Tüm bu olumsuzluklar bile Bizansı yıkmadı
Ama Birgün….
Grandük Notoras çıktı ve şöyle dedi;
“Şehirde Latin külahı görmektense Türk sarığını yeğlerim”
Bir anda Bizanslı Hristiyan topluluk Ortadoks ve katolik diye birbirlerinden ayrılmış ve adeta birbirlerine düşman olmuşlardı.
Osmanlı sultanı ll. Mehmet bundan faydalandı.
Şehrin tüm zayıf noktaları bu kişiler tarafından Osmanlı ordularına bildirildi.
Anlatılmayan gerçek o dur ki:
29 Mayıs 1453 İstanbul’un fethi esasında toplumsal bölünmüşlüğün bir sonucudur.
Acaba aynı din aynı peygambere inanan bir topluluk birbirine düşman olup kendi toplumundan böylesine nefret edecek bir duruma gelmeseydi bugün İstanbul bizim diyebilir miydik?
Suriye toprakların da yavrularımız tek tek öldürülüyor
(Sakın konuşma, sorgulama ve yazma… Yoksa sen terörist misin?)
Elazığ da deprem olmuş 42 canımız ölmüş
(Allahın takdiri, ihmal falan deme… Yoksa sen münafık ve kafir misin?)
Uçak pistten çıkmış, itfaiye ve ambulans olay yerine tam 1 saat sonra ulaşabilmiş. Bu sırada 3 kişi can vermiş
(Sebep rüzgar, suçlu ise pilot.

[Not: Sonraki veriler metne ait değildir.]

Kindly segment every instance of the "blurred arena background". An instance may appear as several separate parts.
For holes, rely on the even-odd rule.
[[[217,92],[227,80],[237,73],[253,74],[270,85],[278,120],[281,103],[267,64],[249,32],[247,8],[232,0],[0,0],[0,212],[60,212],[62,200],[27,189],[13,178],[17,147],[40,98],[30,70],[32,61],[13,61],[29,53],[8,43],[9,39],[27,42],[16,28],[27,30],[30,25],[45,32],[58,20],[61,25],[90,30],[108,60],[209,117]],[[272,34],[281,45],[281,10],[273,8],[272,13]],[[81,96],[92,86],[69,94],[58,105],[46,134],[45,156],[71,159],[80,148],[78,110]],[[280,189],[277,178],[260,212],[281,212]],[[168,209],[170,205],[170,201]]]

Ötesini karıştırma… Yoksa sen illet misin?)
Adam açım işsizim diyerek diri diri kendini yakmış ve ölmüş
(Propaganda yapmış. Türkiye de iş çok/ Türkiye de para çok/ 1 değil birkaç yerden maaş alan çok/ İşini bilmiyor kıç yalayamıyorsa suç iktidarın mı?… Yoksa sen zillet misin?)
Gördüğünüz gibi 18 yıl sonunda bizi artık ne savaş, ne felaket, ne acı nede sevinçler bir araya getiremiyor.
Bu kafa yapısı ile bu toplum ne kadar ayakta kalır ki?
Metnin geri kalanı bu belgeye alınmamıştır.